What the House does agree on however is the need for an early general election, even if opposition parties have prevailed to make the date no earlier than November. So although markets have expressed relief at dwindling chances of no-deal—for instance via a sharp slump in volatility implied by sterling options expiring in a month—tell-tale signs linger that an early election remains a concern. Such an event could increase political stability, or even re-shape Westminster in ways less friendly for the broader market and the pound. Two-month sterling implied volatility, covering possible election dates, continues to trade higher than one-month and one-week vol.
The biggest perceived risks to sterling have thereby shifted away from no-deal and on to early election prospects. As such, buyers are on the lookout for indications that alleviate those risks. These include firmer commitments that the Conservatives are ruling out a pact with the Brexit Party, and that a potential Labour majority would not be sufficient to form a standalone government. As the pound gathers pace on the upside, concrete signs of a Brussels-London thaw is still what sellers should fear most, and it remains remote.
Sterling’s possible base is clearly evident in trade against the yen. And in keeping with the notion that markets have largely exhausted a recent phase of broad risk aversion, prospects of a notable yen correction are higher than they’ve been for weeks. Sterling’s breakout from the down channel that lasted from late February till a few days ago is already eye-catching.

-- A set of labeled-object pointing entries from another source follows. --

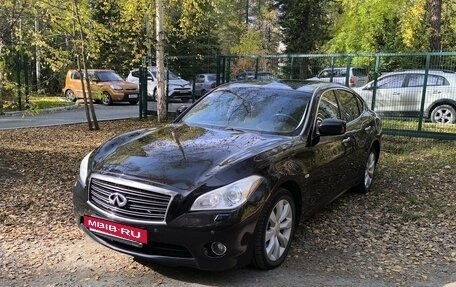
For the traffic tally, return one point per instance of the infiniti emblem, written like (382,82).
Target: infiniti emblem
(117,199)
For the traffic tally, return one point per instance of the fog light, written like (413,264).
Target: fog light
(218,248)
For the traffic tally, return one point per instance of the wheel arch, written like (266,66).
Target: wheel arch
(295,190)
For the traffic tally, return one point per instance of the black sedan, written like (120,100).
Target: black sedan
(227,182)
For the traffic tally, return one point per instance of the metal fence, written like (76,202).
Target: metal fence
(415,93)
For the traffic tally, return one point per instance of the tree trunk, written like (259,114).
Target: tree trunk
(160,59)
(37,56)
(435,22)
(88,99)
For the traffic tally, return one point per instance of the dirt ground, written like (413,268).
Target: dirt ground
(403,233)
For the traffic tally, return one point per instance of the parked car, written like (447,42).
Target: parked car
(107,87)
(204,83)
(357,76)
(400,94)
(227,182)
(177,88)
(259,75)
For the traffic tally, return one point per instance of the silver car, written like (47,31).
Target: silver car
(357,76)
(204,83)
(400,94)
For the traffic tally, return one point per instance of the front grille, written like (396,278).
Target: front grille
(145,203)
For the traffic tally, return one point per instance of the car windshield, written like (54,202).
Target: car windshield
(251,108)
(108,76)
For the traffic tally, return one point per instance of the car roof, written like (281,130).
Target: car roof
(422,71)
(298,85)
(93,70)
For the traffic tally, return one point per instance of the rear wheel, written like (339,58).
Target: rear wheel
(444,114)
(369,172)
(106,100)
(69,95)
(275,229)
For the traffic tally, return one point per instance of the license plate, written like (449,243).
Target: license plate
(115,229)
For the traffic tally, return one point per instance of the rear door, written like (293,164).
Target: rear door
(330,156)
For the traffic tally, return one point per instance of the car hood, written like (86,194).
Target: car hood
(179,83)
(124,85)
(181,156)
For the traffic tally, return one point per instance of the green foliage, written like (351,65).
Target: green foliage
(305,24)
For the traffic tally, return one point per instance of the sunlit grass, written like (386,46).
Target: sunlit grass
(413,125)
(35,103)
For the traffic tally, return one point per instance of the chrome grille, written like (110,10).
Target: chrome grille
(145,203)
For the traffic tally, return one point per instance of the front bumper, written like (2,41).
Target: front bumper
(186,240)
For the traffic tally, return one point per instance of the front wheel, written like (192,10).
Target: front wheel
(444,114)
(274,231)
(106,100)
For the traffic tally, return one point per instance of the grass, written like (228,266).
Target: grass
(412,125)
(421,172)
(35,103)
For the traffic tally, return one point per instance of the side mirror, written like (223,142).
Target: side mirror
(368,86)
(181,109)
(332,127)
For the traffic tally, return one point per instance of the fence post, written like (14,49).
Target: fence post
(423,95)
(256,67)
(376,73)
(143,88)
(347,71)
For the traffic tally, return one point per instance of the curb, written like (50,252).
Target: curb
(42,111)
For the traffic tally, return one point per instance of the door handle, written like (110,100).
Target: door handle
(346,141)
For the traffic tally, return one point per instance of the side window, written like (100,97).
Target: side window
(327,108)
(434,80)
(350,106)
(389,82)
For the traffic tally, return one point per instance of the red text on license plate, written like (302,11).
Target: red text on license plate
(115,229)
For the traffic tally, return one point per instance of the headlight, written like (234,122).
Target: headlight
(228,197)
(116,87)
(83,169)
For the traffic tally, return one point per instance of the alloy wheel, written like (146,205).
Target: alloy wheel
(278,230)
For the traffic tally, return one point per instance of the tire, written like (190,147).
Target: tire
(369,172)
(444,114)
(106,100)
(70,96)
(271,240)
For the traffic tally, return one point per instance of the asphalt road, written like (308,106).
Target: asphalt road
(74,115)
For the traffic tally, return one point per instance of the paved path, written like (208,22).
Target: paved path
(74,115)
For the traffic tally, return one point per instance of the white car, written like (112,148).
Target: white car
(177,88)
(357,76)
(399,94)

The rate also pulled above short- and medium-term trends in the shape of 20- and 50-day moving averages (MA), objectifying the changed bias of sentiment. Buyers’ targets are fairly obvious. Momentum to significantly extend gains would be bagged if strongly marked resistance around ¥135.40/70 were taken out. It’s formed from the high (¥135.67) on the day before the yen’s July-August surge began, and one from the day after. It’s reinforced by a confluence of the MAs mentioned above. A move by the pair closer to the structure looks more certain than a break at this stage.